There is a big music scene here in Salt Lake City. It waxes and wanes, but right now, some of the heavy hitters are Gaza (Black Market Activities, have toured Europe and the US with Converge), and Eagle Twin (Southern Lord); Eagle Twin was just picked as Spin’s Top 5 bands to check out last month. I personally love a band called INVDRS that are on Corruption Recording in Portland; they are the heaviest, gnarliest band in SLC. My favorite local band is probably Night Sweats, totally not metal, completely Joy Division-esque. Other notable bands are IX Zealot, Judast, Loom, Worst Friends, Dwellers (Small Stone) and of course, Subrosa’s violinist Kim Pack’s project Cicadas – brutal, heavy experimental violin excursions through 10 pedals. You haven’t heard anything like it.

I was only familiar with the place because of the Winter Olympics some years ago, but after doing some research it turns out there is a big Mormon community there, is this influence still present nowadays? And if so, has this affected you or the band?
The dominant conservative culture here in Utah has bred a strong, thriving counterculture. Part of the reason I got so heavily into music when I was going to BYU (Bringham Young University) is that I didn’t fit into the culture in Provo and wanted to protest and assert my identity. Salt Lake City is a lot different than Provo, however. It is the most liberal city in Utah and is actually a great, progressive place to live, in my opinion.
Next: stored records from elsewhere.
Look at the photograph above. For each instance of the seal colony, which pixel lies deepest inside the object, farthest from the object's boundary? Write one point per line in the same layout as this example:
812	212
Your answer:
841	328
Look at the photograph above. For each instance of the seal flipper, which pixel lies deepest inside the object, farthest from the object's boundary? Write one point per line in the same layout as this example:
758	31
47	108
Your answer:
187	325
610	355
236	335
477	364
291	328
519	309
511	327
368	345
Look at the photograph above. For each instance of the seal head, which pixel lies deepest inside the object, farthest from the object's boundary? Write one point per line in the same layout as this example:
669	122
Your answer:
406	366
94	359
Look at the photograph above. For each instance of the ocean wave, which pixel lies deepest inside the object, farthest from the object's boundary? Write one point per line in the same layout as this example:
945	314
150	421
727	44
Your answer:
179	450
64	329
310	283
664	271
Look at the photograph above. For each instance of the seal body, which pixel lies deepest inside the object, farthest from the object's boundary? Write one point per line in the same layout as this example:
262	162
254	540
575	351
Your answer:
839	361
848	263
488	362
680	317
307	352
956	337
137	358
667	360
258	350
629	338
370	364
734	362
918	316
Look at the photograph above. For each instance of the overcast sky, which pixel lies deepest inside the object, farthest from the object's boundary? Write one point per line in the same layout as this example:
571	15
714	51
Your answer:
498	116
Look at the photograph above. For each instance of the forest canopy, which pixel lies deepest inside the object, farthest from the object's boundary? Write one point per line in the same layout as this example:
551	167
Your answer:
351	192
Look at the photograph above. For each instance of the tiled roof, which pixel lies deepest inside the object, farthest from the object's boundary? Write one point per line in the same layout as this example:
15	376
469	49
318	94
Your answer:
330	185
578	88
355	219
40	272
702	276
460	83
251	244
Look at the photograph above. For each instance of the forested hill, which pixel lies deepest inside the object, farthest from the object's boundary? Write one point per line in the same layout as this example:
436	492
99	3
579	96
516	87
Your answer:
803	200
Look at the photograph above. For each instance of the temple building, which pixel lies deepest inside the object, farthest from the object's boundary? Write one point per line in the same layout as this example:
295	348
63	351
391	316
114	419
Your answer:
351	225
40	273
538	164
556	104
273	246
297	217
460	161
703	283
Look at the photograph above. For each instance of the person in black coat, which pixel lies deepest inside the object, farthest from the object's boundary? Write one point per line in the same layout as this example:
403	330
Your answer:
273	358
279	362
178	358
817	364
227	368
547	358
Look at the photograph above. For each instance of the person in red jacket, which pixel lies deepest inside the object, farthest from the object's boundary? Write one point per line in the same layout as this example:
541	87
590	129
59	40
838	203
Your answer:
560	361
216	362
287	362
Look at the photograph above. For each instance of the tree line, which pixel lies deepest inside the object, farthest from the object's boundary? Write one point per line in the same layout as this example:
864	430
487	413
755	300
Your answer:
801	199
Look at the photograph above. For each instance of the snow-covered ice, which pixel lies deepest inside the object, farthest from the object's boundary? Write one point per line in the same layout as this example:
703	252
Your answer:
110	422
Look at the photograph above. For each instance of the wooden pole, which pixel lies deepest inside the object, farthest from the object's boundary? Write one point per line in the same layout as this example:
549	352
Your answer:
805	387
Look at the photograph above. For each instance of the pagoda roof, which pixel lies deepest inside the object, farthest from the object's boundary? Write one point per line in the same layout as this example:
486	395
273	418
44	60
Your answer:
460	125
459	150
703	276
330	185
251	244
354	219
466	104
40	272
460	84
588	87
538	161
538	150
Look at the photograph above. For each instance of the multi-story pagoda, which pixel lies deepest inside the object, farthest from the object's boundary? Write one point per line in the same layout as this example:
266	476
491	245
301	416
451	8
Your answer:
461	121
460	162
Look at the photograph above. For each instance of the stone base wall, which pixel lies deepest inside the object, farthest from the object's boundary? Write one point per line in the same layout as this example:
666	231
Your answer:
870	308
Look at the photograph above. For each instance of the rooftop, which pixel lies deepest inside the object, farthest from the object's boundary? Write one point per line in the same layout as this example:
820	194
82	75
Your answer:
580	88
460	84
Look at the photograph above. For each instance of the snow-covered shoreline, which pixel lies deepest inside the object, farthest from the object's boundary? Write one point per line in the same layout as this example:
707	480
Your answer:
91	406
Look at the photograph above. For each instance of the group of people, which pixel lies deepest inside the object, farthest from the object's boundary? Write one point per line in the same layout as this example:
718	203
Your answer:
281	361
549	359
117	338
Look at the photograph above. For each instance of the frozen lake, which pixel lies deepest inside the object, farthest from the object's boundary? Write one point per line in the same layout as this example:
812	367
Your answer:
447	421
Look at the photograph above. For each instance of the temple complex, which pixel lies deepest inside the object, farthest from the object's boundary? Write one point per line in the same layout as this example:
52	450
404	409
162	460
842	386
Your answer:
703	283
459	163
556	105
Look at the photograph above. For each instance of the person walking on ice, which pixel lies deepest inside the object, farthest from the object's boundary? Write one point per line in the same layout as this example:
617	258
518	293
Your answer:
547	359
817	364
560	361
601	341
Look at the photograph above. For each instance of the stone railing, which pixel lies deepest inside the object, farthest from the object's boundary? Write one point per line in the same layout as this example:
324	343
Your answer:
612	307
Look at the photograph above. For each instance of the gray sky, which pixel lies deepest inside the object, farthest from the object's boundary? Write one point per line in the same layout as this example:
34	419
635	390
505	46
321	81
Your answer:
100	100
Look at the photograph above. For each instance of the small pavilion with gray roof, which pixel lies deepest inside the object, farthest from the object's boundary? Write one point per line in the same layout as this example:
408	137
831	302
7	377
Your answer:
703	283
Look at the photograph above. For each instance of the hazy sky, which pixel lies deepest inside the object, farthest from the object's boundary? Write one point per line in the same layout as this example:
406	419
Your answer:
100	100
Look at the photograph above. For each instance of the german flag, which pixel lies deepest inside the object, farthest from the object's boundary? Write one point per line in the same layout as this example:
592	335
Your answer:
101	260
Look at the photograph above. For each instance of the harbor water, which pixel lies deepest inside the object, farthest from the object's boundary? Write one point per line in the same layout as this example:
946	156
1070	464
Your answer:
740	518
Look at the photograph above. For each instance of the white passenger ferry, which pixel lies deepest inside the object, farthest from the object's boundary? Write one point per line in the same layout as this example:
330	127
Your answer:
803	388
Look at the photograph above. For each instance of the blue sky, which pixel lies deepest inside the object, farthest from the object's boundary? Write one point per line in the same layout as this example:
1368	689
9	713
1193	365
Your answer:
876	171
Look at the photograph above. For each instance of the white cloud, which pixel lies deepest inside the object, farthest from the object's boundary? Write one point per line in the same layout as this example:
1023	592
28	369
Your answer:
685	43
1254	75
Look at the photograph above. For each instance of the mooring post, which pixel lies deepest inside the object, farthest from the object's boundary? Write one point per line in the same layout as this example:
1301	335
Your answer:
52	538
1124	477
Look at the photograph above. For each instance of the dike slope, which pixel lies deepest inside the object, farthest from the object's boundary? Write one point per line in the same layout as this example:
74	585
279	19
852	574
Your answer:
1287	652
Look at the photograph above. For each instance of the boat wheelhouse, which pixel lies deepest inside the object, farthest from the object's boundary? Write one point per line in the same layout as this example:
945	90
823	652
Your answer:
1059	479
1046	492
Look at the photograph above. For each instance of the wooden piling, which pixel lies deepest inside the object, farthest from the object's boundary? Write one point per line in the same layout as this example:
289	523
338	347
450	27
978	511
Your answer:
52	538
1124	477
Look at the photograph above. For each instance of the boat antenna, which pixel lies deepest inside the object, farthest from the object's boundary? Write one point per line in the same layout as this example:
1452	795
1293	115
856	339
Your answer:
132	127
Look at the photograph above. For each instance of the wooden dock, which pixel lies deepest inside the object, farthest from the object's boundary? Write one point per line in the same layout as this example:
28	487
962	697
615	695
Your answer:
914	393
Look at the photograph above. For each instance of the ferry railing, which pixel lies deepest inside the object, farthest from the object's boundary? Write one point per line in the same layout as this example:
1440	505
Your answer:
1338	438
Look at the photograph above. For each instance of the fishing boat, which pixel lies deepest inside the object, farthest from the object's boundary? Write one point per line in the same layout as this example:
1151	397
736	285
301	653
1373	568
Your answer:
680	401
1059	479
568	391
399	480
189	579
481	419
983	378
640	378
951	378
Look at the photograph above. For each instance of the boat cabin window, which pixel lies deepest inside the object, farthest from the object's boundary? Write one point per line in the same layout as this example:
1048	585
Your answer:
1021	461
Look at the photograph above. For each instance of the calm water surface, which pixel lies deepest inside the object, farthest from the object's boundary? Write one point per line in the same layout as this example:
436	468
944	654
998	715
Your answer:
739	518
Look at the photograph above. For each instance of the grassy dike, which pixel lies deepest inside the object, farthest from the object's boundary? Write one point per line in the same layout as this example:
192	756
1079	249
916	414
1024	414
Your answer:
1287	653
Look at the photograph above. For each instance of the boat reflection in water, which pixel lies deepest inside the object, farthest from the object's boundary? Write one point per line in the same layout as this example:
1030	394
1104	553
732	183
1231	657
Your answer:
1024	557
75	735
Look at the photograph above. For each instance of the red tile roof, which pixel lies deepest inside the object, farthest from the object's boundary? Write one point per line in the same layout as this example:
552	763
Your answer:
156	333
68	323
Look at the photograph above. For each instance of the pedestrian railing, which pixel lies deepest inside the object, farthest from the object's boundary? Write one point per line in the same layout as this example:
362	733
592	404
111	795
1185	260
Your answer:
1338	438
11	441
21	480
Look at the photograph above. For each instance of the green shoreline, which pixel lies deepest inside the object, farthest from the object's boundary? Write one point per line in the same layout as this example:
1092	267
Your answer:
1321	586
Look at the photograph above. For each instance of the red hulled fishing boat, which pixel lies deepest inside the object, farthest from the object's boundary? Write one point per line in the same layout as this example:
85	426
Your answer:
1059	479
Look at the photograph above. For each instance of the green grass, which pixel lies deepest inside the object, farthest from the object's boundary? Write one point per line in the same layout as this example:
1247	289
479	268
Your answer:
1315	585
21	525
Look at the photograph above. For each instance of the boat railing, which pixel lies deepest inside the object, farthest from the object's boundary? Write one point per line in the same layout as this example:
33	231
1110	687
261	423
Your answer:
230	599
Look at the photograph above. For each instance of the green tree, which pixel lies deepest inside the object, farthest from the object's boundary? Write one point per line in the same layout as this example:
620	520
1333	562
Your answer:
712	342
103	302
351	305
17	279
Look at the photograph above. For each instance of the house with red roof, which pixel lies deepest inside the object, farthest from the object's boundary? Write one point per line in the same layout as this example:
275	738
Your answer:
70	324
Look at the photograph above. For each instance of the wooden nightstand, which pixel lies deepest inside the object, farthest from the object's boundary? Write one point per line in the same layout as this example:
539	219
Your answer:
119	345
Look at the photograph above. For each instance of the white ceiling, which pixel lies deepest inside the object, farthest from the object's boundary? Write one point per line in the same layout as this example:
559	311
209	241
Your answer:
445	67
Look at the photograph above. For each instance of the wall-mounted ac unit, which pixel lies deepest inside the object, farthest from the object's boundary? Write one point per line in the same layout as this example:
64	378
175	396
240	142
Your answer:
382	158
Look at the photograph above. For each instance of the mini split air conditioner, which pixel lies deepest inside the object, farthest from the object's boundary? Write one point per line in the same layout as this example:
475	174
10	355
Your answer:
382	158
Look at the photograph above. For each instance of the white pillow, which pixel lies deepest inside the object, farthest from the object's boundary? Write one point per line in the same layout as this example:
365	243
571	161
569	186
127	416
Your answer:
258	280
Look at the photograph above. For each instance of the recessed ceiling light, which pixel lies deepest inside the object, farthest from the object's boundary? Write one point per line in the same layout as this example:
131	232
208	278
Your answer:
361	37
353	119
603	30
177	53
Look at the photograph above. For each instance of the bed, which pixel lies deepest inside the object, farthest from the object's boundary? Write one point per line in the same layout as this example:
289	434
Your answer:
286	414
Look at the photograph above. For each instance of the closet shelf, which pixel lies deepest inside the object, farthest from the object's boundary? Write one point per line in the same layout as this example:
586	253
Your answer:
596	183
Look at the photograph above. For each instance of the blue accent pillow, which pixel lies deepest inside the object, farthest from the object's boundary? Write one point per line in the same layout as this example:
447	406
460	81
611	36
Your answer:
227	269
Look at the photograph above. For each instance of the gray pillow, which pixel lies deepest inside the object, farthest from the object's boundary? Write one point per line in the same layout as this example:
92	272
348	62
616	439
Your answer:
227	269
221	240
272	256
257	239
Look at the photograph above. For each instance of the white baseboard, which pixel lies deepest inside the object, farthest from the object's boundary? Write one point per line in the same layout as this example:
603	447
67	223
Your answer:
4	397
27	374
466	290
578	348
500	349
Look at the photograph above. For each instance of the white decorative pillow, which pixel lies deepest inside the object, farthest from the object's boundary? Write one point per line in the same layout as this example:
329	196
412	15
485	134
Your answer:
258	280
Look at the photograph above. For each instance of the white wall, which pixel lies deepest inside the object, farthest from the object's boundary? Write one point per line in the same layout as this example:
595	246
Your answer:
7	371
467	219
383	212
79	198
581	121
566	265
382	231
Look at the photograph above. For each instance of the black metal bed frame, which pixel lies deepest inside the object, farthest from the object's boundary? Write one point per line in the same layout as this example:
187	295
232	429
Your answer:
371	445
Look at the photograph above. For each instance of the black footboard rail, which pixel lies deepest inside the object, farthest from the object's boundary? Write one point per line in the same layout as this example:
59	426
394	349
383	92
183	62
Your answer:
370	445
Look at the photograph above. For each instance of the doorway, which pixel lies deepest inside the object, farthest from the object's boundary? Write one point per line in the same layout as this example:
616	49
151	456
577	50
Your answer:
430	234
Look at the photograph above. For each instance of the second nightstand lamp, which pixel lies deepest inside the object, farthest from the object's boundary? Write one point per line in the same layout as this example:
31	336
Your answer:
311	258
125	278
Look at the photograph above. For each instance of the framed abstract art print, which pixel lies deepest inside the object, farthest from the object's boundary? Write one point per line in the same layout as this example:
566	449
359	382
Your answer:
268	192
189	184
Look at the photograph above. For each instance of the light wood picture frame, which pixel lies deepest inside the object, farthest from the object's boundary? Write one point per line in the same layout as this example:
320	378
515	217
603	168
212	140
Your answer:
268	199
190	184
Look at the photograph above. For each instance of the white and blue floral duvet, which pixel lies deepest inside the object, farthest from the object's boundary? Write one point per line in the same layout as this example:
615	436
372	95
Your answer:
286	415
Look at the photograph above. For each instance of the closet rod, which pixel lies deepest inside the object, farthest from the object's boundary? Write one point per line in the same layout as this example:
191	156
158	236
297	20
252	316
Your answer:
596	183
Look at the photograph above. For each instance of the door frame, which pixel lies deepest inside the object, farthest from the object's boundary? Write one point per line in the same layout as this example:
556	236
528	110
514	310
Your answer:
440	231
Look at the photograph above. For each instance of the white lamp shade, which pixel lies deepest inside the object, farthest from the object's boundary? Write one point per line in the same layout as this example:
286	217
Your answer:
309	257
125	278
It’s got a really young population and there is a great music and art scene here.

Something else now, what does your personal playlist consist of these days?
My friend from India just told me about Aelter, a Wolvserpent side project. I’ve been listening to that. Subrosa’s playing with Wolvserpent at Fall into Darkness next month in Portland. I have also been listening to Witch Mountain, “Cauldron of the Wild,” and just listened to the new Swans double disc, “The Seer,” and loved it.

That’s it from my side, feel free to add anything you like.

I think you hit all the main points, thanks for the interview and sorry again for the delay in getting it back to you.